Ginny crinkled her nose. "A bit farther… a little farther… yes, right there."
"Good. Now," he sucked in a long breath and wagged his index finger in the air, waiting for the words to come.
They didn't.
"Now… you listen here… I… well I…what I meant to say is… what were we just talking about?"
"Your stinky breath," Ginny answered promptly, "Sir."
"Before that, you insolent little dung beetle!" Hercules Lockhart shouted, preparing to lunge at her.
"Ah ah ah!" Ginny warned, "stay back."
He stopped, feeling his irritation beginning to fester. "I remember now. Do you know who I am, little girl?"
"My name is Ginny," she said, picking up an issue of Martha Stewart Living, "Sir. And you are Mr. Lockhart."
"Well," said Hercules, puffing out his chest, "I know who you are!"
"I'm impressed," she said, flipping a page, "Geez…really how do you Muggles read this trash?"
"QUIET!" He flipped his golden ponytail off of his shoulder and narrowed his eyes, "I, my miniscule bunny-nugget, am not a Muggle."
"Then why are you a social worker?"
He brought his hand dramatically to his chest. "I, you little rabbit-pellet, am a Squib!"
"Oh, I see. That's why you have a Muggle job."
"No!" Hercules insisted, "It is because I like helping snot-nosed little… little- unpleasant children like yourselves," He stood tall and proud, his chin raised so high that he couldn't see passed his cheeks, "Let me tell you who I am!

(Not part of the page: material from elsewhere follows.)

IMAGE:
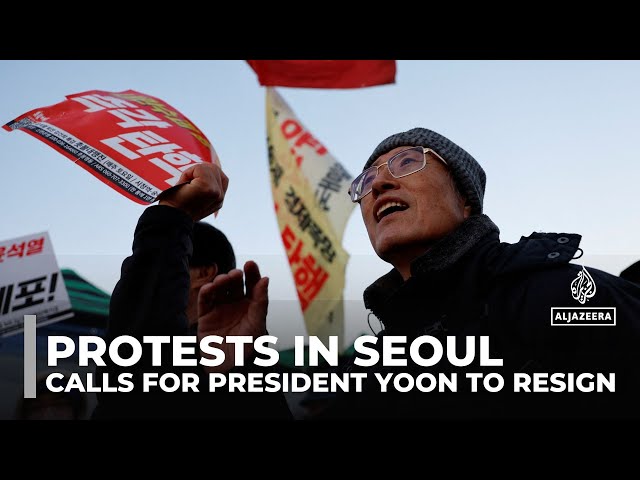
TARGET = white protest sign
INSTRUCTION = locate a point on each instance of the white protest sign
(30, 283)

I am the brother of Gilderoy Lockhart, the Greatest Wizard in All the World!"
"Hmm." said Ginny indifferently, not taking her eyes off the magazine. "My mum reads his books."

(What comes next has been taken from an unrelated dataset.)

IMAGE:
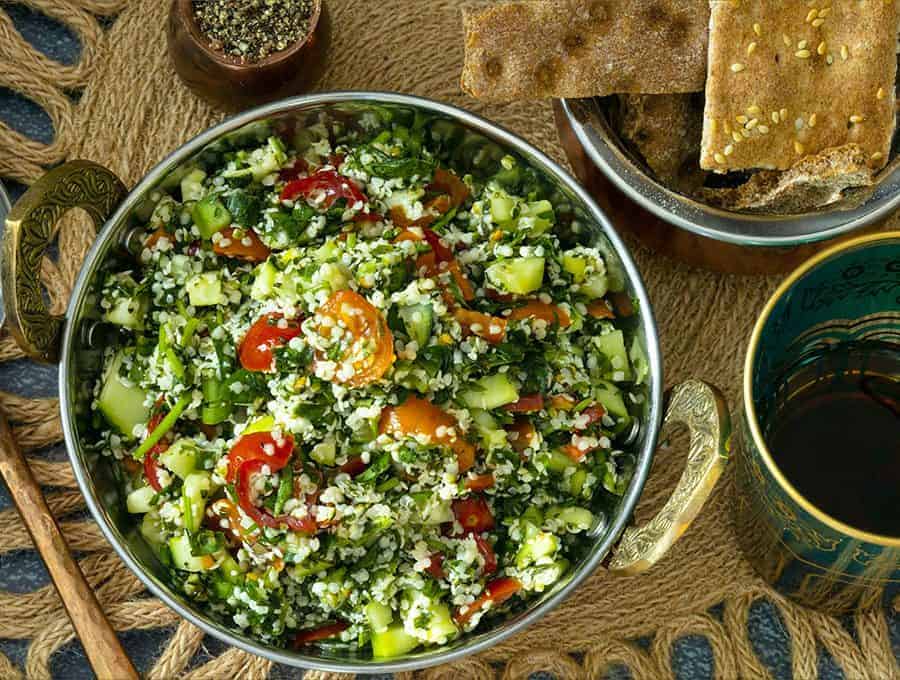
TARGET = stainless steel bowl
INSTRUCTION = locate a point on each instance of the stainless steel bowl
(709, 236)
(82, 340)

"Of course she does! Every witch reads his books. Your mom's a witch, isn't she, Ginny? And so are you. And your brothers are-"
"-idiots. Which has what to do with what, may I ask?"

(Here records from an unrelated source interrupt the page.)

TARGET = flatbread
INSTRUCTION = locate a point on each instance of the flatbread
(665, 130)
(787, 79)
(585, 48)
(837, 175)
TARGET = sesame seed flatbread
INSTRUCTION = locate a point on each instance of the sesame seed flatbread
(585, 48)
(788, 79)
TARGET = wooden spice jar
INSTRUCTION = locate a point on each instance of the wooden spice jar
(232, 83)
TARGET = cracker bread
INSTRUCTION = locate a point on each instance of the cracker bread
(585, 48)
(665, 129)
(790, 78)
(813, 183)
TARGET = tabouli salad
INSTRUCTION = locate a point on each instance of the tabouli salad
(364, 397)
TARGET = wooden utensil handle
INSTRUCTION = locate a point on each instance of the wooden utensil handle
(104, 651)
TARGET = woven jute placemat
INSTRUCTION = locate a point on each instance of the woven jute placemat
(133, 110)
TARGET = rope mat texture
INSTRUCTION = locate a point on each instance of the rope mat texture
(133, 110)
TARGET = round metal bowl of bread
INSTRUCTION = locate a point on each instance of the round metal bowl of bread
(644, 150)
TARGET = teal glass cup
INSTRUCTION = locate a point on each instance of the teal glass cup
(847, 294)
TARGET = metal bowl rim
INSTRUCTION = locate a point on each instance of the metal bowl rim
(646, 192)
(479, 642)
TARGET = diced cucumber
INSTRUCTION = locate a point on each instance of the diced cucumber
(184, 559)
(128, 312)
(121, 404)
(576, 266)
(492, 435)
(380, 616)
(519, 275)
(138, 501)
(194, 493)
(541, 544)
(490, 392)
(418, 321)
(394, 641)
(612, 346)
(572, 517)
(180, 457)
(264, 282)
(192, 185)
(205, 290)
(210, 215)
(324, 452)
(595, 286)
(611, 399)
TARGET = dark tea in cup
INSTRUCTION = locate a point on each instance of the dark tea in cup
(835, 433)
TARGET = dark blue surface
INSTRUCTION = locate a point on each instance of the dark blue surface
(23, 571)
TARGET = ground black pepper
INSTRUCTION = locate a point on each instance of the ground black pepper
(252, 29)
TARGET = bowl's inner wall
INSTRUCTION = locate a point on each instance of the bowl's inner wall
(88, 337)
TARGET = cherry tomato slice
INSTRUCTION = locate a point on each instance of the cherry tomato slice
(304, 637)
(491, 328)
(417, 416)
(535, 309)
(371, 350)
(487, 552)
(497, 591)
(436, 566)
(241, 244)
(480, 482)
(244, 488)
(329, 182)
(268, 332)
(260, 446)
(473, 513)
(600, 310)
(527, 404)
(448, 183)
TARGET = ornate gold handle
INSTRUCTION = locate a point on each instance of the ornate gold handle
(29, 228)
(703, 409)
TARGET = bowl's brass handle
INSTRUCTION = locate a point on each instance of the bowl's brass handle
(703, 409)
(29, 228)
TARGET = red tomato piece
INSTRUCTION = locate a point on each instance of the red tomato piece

"Let me tell you a story, my darling."
"Can I finish this article first? I'm learning how to make candlesticks out of-"
"No you may not!" Hercules roared, tearing the magazine out of her hands and throwing it across the room. "Listen to me! Once upon a time, there were two little boys, and one of them was a wizard, though the other was not. The younger boy was very sad, but the older was very supportive and always willing to share with his younger brother all of the stories and-and- trials- and- and- tribulations of being a wizard, and all of the horrible monsters he had to fight, and…and…a long time ago your father raided my house and confiscated my brother's enchanted hair curlers!"
He paused, staring intensely down at her for a reaction.
She looked up at him, bewildered.
"Well?" he demanded, "What do you think of that?"
"That wasn't a very good story at all. You jumped around a lot and it really had no point."
"YES IT DID!" Mr. Lockhart roared. Ginny waved her hand in front of her face and crinkled her nose. Hercules took a step back. "Your father is evil incarnate! My brother walked around with limp and lifeless hair for days!"
"And?"
"And I know this is all a big mistake, but I'm going to single-handedly make sure that you are not returned home! I'm going to take you to live with- with- with single-toothed mountain people, where no one will ever find you!"
Ginny raised her eyebrows and shook her head. "I don't know what my mother would think of that, Mr. Lockhart."
Just then there were several explosions, then the shriek of a woman shot throughout the building, along with a gale of wind that caused the doors to fly open and the blinds to be torn from the window sills. Papers, pencils, folders and little jars of White-Out were suddenly flying about the room as if in a tornado, and the sound of the wind was deafening. Other screams followed, and Hercules and Ginny ran out to see what was all the commotion, their hair flapping madly around their faces.
Mrs. Janice Wilson had opened her purse.